Ha, yeah. It's kind of ridiculous, right. He's a particle physicist so I never met him, but I know ppl who have. Tbh it kind of surprises me that this sort of thing doesn't happen more often. Many male physicists (especially toward the maths/high energy theory end) are a little, ahem, wet behind the ears. I mean even the person who told me this story struck me as the kind if person to whom it could happen.

He sounds like he is safer in prison than in the real world.

I like that he has published papers with the prison as his affiliation: http://physicsworld.com/cws/article/news/2012/nov/22/paul-frampton-hit-by-56-month-drugs-sentence

hay caek is "exotic matter" in this any more than subtle handwaving? What are my chances of actually getting to alpha centauri in my lifetime? And does FTL always and irrevocably imply time travel (which is problematic obviously) or is there any kind of loophole there?

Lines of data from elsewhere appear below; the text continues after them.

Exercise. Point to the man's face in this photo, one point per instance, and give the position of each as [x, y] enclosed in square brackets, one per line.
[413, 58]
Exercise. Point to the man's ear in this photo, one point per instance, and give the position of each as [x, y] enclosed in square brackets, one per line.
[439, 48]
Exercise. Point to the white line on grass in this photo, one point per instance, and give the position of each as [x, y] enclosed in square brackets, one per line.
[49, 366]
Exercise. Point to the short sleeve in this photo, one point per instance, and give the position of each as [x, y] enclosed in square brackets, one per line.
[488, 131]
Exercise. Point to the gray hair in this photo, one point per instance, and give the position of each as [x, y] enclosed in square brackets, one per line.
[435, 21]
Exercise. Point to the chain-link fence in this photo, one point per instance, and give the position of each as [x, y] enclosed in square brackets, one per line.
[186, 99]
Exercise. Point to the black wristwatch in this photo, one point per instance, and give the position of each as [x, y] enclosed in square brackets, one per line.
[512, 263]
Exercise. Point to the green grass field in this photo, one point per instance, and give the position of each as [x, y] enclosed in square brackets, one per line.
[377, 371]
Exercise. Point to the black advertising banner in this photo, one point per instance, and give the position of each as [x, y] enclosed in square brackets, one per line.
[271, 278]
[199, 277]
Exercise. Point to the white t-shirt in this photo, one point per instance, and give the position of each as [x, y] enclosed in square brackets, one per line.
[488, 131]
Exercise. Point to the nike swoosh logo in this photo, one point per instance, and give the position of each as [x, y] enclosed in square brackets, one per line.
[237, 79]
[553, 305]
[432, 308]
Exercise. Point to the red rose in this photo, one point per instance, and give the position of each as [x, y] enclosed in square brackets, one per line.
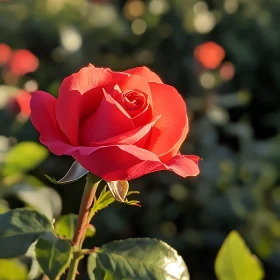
[117, 125]
[209, 54]
[5, 53]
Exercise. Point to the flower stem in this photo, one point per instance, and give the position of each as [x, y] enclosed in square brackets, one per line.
[87, 200]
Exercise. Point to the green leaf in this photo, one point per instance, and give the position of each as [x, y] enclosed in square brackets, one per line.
[118, 189]
[75, 172]
[139, 258]
[235, 261]
[105, 199]
[65, 227]
[53, 254]
[12, 269]
[23, 157]
[19, 228]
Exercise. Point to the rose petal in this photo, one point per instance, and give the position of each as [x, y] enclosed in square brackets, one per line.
[108, 121]
[128, 162]
[170, 130]
[79, 96]
[184, 165]
[69, 103]
[137, 136]
[145, 73]
[42, 116]
[176, 147]
[135, 82]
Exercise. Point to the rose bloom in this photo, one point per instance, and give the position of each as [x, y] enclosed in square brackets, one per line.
[209, 54]
[23, 62]
[117, 125]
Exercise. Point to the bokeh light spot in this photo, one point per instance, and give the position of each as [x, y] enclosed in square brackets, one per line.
[138, 26]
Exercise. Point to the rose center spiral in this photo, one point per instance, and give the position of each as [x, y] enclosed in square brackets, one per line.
[133, 100]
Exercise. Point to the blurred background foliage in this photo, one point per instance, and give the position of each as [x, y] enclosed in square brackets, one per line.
[223, 57]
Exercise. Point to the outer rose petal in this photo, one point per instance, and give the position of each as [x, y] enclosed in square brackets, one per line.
[129, 162]
[137, 136]
[170, 130]
[43, 118]
[108, 121]
[69, 103]
[79, 96]
[145, 73]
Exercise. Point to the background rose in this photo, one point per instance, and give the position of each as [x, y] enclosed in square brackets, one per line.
[118, 125]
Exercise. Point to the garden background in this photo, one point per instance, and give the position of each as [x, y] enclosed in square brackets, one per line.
[231, 86]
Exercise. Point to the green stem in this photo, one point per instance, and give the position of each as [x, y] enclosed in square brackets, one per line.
[87, 200]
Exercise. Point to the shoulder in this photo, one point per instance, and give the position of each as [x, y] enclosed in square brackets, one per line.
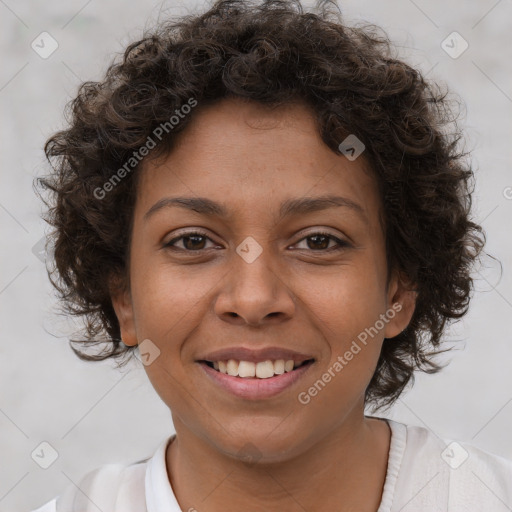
[451, 475]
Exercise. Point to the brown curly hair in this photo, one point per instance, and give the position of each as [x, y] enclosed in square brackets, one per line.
[271, 52]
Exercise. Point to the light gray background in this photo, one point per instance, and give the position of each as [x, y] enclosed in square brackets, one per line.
[92, 414]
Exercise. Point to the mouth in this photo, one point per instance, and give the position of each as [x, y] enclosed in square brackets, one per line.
[255, 380]
[259, 370]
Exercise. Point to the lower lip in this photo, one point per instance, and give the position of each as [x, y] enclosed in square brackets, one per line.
[252, 388]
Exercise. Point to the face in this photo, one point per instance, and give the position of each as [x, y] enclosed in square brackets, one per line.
[264, 271]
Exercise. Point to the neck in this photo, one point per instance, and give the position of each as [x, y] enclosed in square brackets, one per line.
[345, 470]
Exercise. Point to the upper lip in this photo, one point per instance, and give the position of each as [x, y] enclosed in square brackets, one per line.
[255, 355]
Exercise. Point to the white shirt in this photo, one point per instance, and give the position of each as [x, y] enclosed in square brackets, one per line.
[424, 474]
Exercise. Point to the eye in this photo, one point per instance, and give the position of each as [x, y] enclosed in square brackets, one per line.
[191, 241]
[320, 242]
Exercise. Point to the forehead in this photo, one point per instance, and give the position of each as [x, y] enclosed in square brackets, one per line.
[247, 155]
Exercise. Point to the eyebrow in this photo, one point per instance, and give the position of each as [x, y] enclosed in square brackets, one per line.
[298, 206]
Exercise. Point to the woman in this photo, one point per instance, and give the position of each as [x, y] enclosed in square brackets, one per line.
[268, 206]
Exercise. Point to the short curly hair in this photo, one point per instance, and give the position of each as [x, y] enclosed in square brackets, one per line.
[272, 52]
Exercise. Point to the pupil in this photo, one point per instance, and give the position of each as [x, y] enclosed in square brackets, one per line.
[194, 237]
[316, 237]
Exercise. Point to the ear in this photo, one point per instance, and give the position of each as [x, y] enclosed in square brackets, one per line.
[401, 300]
[122, 304]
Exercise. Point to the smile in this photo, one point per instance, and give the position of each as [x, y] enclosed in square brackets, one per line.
[255, 380]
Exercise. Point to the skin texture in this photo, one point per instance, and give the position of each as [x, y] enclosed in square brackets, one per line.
[297, 294]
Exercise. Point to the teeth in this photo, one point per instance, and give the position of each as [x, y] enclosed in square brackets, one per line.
[232, 367]
[279, 366]
[261, 370]
[265, 369]
[246, 369]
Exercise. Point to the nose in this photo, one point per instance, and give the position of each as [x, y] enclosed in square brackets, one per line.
[254, 293]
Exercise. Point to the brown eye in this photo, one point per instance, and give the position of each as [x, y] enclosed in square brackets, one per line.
[320, 242]
[193, 241]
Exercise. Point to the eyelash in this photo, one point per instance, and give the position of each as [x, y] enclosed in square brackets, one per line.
[341, 243]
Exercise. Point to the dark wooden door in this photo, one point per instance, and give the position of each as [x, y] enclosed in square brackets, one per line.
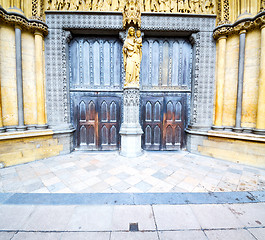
[97, 122]
[163, 122]
[173, 123]
[109, 121]
[152, 115]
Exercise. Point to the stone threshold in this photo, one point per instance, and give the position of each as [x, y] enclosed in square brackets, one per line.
[231, 135]
[177, 198]
[25, 134]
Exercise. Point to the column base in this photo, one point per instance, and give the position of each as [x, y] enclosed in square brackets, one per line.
[238, 130]
[11, 128]
[21, 128]
[228, 128]
[31, 127]
[41, 126]
[131, 141]
[218, 128]
[259, 131]
[247, 130]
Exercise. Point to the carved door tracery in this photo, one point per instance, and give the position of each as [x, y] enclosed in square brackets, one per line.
[97, 121]
[163, 122]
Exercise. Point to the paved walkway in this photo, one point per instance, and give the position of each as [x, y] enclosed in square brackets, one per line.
[149, 222]
[158, 196]
[108, 172]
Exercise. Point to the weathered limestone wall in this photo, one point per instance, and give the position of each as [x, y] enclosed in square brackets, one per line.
[17, 148]
[230, 89]
[23, 121]
[239, 119]
[251, 79]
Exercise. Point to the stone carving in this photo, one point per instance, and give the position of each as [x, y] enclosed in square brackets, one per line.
[204, 49]
[262, 5]
[132, 55]
[174, 6]
[132, 13]
[29, 24]
[229, 29]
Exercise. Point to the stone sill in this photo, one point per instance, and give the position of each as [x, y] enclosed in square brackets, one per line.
[231, 135]
[25, 134]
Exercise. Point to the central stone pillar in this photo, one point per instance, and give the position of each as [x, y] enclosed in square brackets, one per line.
[131, 130]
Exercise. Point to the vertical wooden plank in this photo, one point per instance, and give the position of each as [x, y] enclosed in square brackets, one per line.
[86, 63]
[106, 64]
[165, 63]
[155, 63]
[96, 63]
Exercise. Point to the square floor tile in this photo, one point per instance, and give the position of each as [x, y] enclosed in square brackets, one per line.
[250, 214]
[49, 218]
[134, 236]
[123, 215]
[238, 234]
[215, 216]
[37, 236]
[91, 218]
[172, 217]
[12, 217]
[259, 233]
[182, 235]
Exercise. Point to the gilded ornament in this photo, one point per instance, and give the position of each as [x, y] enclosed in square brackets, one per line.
[132, 13]
[132, 55]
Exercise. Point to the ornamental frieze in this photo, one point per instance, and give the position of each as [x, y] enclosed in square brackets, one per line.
[244, 24]
[23, 22]
[168, 6]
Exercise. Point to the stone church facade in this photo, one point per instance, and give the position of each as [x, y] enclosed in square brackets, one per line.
[202, 78]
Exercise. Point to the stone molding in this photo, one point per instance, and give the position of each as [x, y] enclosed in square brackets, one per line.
[56, 54]
[246, 24]
[20, 20]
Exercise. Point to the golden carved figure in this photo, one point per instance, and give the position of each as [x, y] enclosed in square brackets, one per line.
[195, 6]
[115, 5]
[147, 6]
[132, 55]
[132, 13]
[164, 6]
[174, 6]
[154, 6]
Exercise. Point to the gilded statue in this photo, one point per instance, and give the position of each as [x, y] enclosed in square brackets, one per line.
[154, 6]
[132, 55]
[115, 5]
[195, 6]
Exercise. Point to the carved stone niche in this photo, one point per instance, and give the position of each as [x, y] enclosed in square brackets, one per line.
[131, 130]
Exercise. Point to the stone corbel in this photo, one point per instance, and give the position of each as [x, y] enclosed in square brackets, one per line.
[246, 24]
[23, 22]
[192, 39]
[68, 36]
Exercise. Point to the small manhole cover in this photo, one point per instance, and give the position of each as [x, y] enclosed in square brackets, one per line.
[134, 227]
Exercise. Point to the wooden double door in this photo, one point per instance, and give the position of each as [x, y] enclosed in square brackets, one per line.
[97, 121]
[163, 122]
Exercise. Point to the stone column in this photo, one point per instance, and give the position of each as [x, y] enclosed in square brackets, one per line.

http://io9.com/5963263/how-nasa-will-build-its-very-first-warp-drive?post=54599539

"exotic" is a term of art in particle physics, so it's a weird choice, but they don't give any indication they are actually talking about exotic matter. i think here they just mean regular mass that is converted into energy by nuclear fission or whatever, yielding e=mc2.

the point with this thing, afaict, is that it does not involve faster than light travel. imagine spacetime is a living room rug. you can't walk across the rug at FTL, but given preposterously contrived circumstances, someone else can stretch the rug in such a way just that your location changes in a way that is equivalent to moving (and perhaps a very long way very quickly).

key quote: "Mathematically, the field equations predict that this is possible, but it remains to be seen if we could ever reduce this to practice."

also i have no idea if the field equations even predict this is possible. i skipped gen rel (via not being clever enough).

the point with this thing, afaict, is that it does not involve faster than light travel.

but it still effectively means a signal could propagate faster than light. no?

ha, i guess. god i never understood this stuff.

is anything faster than aaron lennon over five yards tho

where is layman's maths-free guide to GR. anyway i guess this is mostly bullshit, no trips to stars near or far in my or maybe anyone's lifetime, sadface. what a senseless waste.

cheer up, maybe the onset of catastrophic climate change will focus minds on ways to get out of this solar system pronto

dreaming of a railgun that can shoot us at alpha centauri

c'mon get real, even ignoring acceleration the stars are out of reach without ftl. intra solar system railgun might be a winner, first we need space elevators to circumvent enormous expense of getting into orbit only by riding giant exploding tanks of propellant.

i'd settle for a railway that got me to galway tbph

now let's be realistic

*joke about galway being behind the times like light from distant stars*

it's not behind the times but it is beyond the pale

someone else can stretch the rug in such a way just that your location changes

Mrs. Whatsit?

a signal could propagate faster than light. no?

my understanding is that theory allows and experiments have supported the idea that certain kinds of state information can be exchanged between atoms that are indefinitely remote from one another, and this exchange may occur more quickly than a photon could travel between the two atoms. nb: i am not a phycisist.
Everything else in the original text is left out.